A pizza restaurant in St Petersburg swiftly put a poster in its window advertising: ‘Sale! Margarita pizza for members for parliament and government officials—price €100 … If you don’t have the money, just hang on in there! Be well and good luck!!’ … internet wags soon followed, with images including an empty toilet roll holder above a sign reading: ‘No paper. But hang on in there. Best wishes, cheers, take care’”.

They have not lost their sense of humour in Russia, but I wonder whether ordinary people are suffering rather more than we know.

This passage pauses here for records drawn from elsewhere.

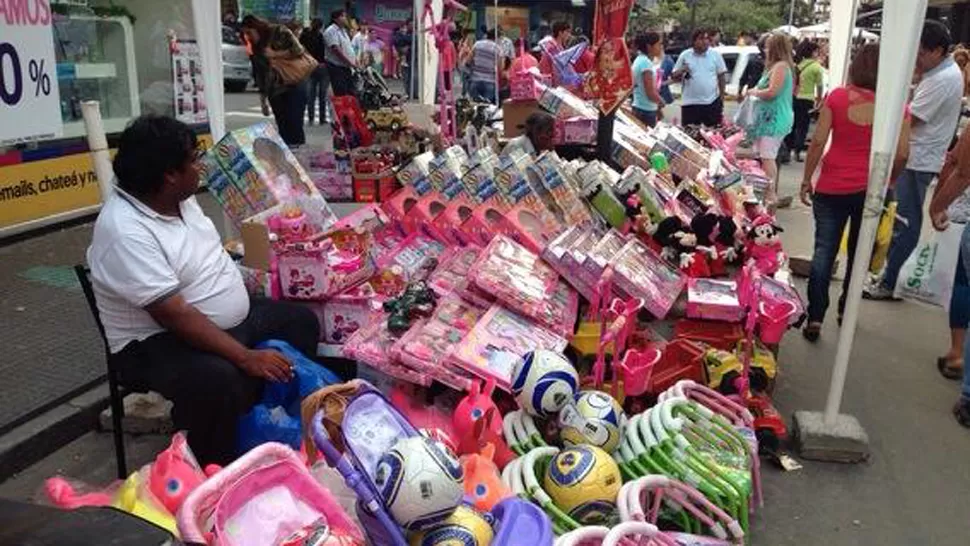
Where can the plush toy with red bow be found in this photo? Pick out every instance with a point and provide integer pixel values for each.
(763, 246)
(680, 247)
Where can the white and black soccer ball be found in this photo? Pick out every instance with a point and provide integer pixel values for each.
(420, 482)
(543, 382)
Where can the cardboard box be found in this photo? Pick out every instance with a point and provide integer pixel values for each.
(514, 114)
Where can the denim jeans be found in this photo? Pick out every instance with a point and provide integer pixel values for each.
(910, 194)
(288, 108)
(319, 87)
(482, 91)
(832, 212)
(964, 263)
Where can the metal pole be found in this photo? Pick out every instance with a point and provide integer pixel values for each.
(498, 67)
(902, 19)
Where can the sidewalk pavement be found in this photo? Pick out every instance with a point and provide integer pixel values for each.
(913, 490)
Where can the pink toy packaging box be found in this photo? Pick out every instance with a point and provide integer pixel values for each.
(712, 299)
(498, 341)
(524, 283)
(316, 270)
(642, 273)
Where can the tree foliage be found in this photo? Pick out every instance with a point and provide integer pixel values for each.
(731, 16)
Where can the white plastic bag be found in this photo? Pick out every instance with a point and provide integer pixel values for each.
(927, 275)
(744, 117)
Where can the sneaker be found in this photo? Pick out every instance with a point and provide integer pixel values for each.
(961, 410)
(879, 292)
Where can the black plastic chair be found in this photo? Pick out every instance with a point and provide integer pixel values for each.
(114, 388)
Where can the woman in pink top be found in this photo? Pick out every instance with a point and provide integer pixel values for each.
(839, 194)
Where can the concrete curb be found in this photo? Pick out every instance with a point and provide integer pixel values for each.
(51, 430)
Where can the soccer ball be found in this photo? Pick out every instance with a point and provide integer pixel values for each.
(420, 481)
(593, 418)
(465, 527)
(543, 382)
(584, 481)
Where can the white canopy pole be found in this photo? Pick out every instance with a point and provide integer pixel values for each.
(903, 20)
(208, 34)
(840, 38)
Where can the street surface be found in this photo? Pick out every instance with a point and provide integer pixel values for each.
(912, 491)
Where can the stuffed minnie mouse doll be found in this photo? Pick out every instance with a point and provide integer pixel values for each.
(705, 226)
(680, 247)
(763, 246)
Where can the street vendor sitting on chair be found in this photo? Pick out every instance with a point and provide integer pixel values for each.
(176, 314)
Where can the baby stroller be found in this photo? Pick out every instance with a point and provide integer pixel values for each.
(353, 425)
(372, 90)
(267, 496)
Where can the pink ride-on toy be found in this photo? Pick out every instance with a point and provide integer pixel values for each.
(264, 497)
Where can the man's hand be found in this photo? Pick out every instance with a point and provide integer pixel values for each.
(806, 192)
(267, 364)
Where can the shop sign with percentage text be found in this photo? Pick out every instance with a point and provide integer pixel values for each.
(30, 106)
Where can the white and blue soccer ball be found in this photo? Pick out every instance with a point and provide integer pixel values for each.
(420, 482)
(592, 418)
(543, 382)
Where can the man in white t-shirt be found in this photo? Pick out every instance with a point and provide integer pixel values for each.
(340, 56)
(935, 111)
(175, 311)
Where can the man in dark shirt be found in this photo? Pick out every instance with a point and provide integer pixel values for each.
(312, 40)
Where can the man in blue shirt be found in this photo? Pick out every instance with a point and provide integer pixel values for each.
(702, 70)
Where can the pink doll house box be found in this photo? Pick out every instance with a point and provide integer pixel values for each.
(498, 341)
(264, 169)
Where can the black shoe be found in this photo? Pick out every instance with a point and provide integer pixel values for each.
(962, 412)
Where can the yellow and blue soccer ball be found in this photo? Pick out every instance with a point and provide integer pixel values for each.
(420, 482)
(584, 481)
(465, 527)
(593, 418)
(543, 382)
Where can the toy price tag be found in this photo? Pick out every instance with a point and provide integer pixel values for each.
(30, 105)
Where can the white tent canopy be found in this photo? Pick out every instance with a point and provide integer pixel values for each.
(824, 30)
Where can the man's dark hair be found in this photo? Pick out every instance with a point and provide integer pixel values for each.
(935, 36)
(148, 149)
(644, 40)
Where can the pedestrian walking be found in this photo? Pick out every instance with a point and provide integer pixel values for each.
(485, 60)
(838, 196)
(935, 108)
(647, 102)
(773, 116)
(275, 51)
(808, 94)
(702, 70)
(312, 40)
(341, 60)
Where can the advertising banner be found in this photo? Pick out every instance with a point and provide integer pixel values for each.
(611, 80)
(30, 105)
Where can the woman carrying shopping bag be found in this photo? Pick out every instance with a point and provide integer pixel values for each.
(281, 68)
(773, 115)
(839, 193)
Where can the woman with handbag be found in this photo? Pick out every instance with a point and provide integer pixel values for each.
(773, 115)
(838, 195)
(281, 68)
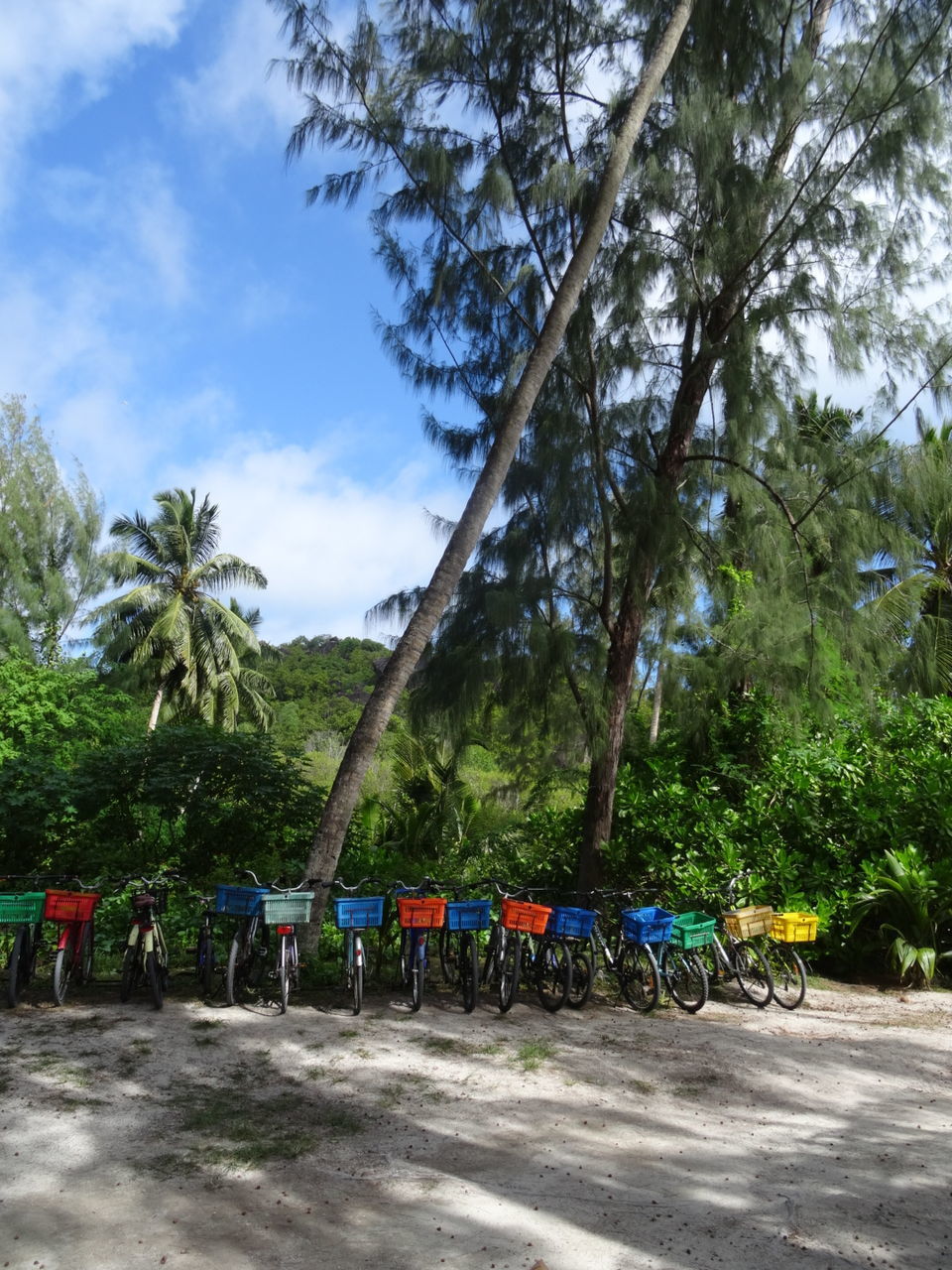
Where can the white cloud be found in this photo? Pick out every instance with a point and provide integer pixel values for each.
(59, 55)
(235, 93)
(330, 547)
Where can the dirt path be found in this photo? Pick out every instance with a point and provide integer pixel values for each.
(204, 1137)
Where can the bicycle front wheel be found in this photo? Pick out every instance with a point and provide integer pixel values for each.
(580, 988)
(62, 966)
(685, 978)
(154, 978)
(508, 970)
(788, 974)
(468, 969)
(553, 976)
(639, 976)
(753, 974)
(18, 965)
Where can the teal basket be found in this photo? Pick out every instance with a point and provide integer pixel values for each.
(358, 912)
(571, 924)
(240, 901)
(647, 925)
(26, 907)
(287, 908)
(692, 930)
(467, 915)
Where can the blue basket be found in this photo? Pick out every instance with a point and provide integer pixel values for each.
(467, 915)
(240, 901)
(358, 912)
(647, 925)
(572, 924)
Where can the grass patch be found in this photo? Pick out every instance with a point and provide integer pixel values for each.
(534, 1053)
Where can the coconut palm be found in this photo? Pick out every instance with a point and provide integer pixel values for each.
(193, 647)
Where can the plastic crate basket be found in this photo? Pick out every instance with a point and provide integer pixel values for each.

Secondly, Russian tactics do not always work as well as it hopes. Russia may have gained, temporarily, Luhansk and Donetsk, and the Crimea possibly even permanently, but it has lost Ukraine. There is nationalist sentiment there of an order that was not apparent in previous years. The 30 million Russian speakers outside the borders of Russia are, according to the evidence, clearly becoming cynical about how they are used by Russia rather than feeling that it has their true interests at heart. If we look at the true interests of the Russian people and of Russia itself, surely they are better served by Russia being the ally of the West rather than being for ever palpably hostile and accusing us of being hostile when clearly we are not. Russia would be better off economically if it was an ally of the West and would be more able to deal with the real problems which we all face, such as Islamic extremism and, particularly in Russia’s case, Chinese expansion. Surely that common interest that underlies it must become apparent in our globalised world, where knowledge and information eventually can get through, but I stress that we need to make an effort to ensure that it does.

Finally, I refer my noble friend Lady Anelay, who will wind up this debate, to the remarks made recently by Mr Sikorski, a former Polish Foreign Secretary, that if Britain wants to play to its strengths—foreign policy and defence policy—it has a role to play in these matters on the eastern borders of the European Union. I hope that it will be able to play that role—obviously, we await the result of the referendum—and that it will do so.